El horror del Holocausto queda plasmado, entre otros muchos aspectos, en una contestación que Heinrich Himmler dio en Pozdan en 1943, en la que expresaba que fue preciso “hacer desaparecer a ese pueblo de faz de la Tierra” ante la cuestión de qué hacer con las mujeres y los niños. Asimismo, entre las víctimas también se encontraban enfermos y discapacitados, otros grupos étnicos como los gitanos, grupos políticos como comunistas, homosexuales, etc.
«El Führer ha dado la orden de proceder a la solución final del problema judío. Nosotros, los SS, somos los encargados de llevar a cabo esta orden. A usted le incumbe esta tarea dura y penosa.» Heinrich Himmler a Rudolf Höss
Cabe recordar que el término Holocausto es de origen griego (holókauston) y, en principio, hacía referencia a un ritual religioso. Holos quiere decir “todo” y Kaustos “quemado”. Es a partir de los años cincuenta cuando se empieza a usar dicho término para aludir al genocidio perpetrado por los nazis. Algunas personalidades como el escritor Imre Kertész, que fue deportado a Auschwitz con catorce años, rechazaron el término Holocausto por considerarlo un eufemismo, sin embargo también lo usaron puesto que su empleo ya es inevitable dada su extensión.

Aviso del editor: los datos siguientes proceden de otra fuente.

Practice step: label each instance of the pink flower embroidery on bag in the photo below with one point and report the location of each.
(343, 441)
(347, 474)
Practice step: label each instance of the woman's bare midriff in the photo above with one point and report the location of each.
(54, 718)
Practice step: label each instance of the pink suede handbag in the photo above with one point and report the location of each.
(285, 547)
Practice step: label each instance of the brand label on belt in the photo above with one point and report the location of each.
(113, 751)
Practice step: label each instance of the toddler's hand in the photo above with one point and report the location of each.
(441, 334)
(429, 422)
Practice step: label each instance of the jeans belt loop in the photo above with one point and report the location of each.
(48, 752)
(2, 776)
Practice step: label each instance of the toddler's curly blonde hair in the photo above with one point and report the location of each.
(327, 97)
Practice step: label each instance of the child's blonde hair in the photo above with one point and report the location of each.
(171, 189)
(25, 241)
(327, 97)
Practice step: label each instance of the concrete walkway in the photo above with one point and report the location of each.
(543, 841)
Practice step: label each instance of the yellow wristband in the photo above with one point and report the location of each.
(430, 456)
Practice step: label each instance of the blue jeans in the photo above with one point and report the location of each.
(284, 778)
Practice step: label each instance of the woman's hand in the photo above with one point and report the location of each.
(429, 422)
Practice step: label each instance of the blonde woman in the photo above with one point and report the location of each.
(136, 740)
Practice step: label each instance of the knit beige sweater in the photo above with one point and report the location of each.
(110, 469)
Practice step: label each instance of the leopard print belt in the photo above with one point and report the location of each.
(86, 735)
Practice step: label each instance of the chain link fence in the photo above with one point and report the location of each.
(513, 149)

Otro término utilizado es el vocablo judío Shoah, el cual significa destrucción, devastación o gran catástrofe y se aleja de la connotación religiosa de “Holocausto”. Además, Shoah es el título del documental de Claude Lanzmann que causó gran impresión por los testimonios recogidos exhaustivamente en una película de 566 minutos de duración. El término que emplearon los nazis fue Endlösung, que significa “Solución Final”. Se trataba de la solución definitiva al “Problema Judío”. Otro eufemismo fue “Tratamiento Especial”, que en alemán se dice Sonderbehandlung. Fue con los acuerdos asumidos por el gobierno de la Alemania nazi en la conferencia de Wannsee en enero de 1942 cuando se adoptó «solución final de la cuestión judía».

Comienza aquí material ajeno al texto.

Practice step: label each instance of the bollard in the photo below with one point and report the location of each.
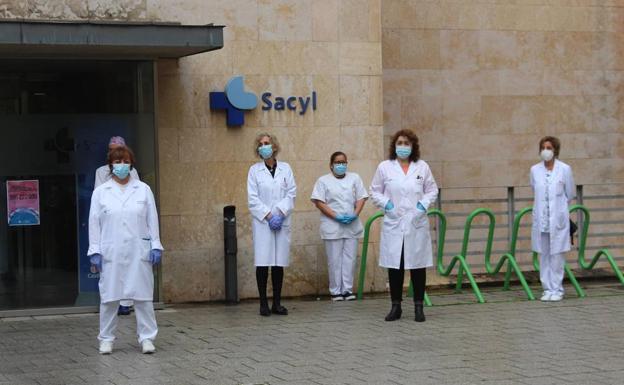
(230, 246)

En definitiva, hay que decir que debido a la diversidad y a la gran cantidad de referencias, a la extensión del proceso histórico, a la amplitud conceptual de las categorías aplicadas y a las distintas perspectivas teóricas, son más que adecuados la discusión sobre el tema y el debate sobre la comprensión más apropiada. Sin embargo, es intolerable caer en la ramplonería intelectual, la ceguera histórica y la mediocridad moral del negacionismo del Holocausto que, para nuestra sorpresa, es una postura sin validez metodológica que abunda más de lo razonable. Nos encontramos ante uno de los crímenes colectivos más terribles de la historia reciente, a cuyas víctimas debemos recordar.
Algunas lecturas recomendables (es sólo una selección, hay muchas más obras):
Agamben, G. Lo que queda de Auschwitz.
Arendt, H. Los orígenes del totalitarismo y Eichmann en Jerusalén.

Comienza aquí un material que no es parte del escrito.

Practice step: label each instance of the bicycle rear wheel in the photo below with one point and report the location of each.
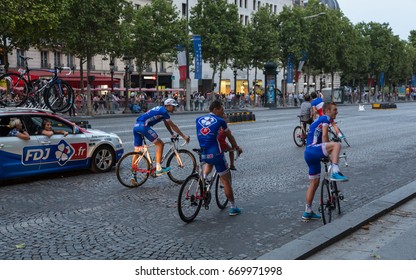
(14, 90)
(131, 174)
(178, 173)
(326, 202)
(335, 196)
(59, 97)
(190, 198)
(298, 136)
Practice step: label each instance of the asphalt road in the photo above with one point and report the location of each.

Bauman, Z. Modernidad y holocausto.
Frankl, V. E. El hombre en busca de sentido.
Hilberg, R. La destrucción de los judíos europeos.
Kertész, I. Un instante de silencio en el paredón: el Holocausto como cultura.
Levi, P. Si esto es un hombre.
Berenbaum, M. J. y Peck, A. J. The Holocaust and History: The Known, the Unknown, the Disputed, and the Reexamined.
Poliakov, L. Historia del antisemitismo y La causalidad diabólica.
Ternon, Y. El Estado criminal: los genocidios en el siglo XX.
Wiesel, E. Trilogía de la noche.
[1] Cf. Los orígenes del totalitarismo, Arendt, H.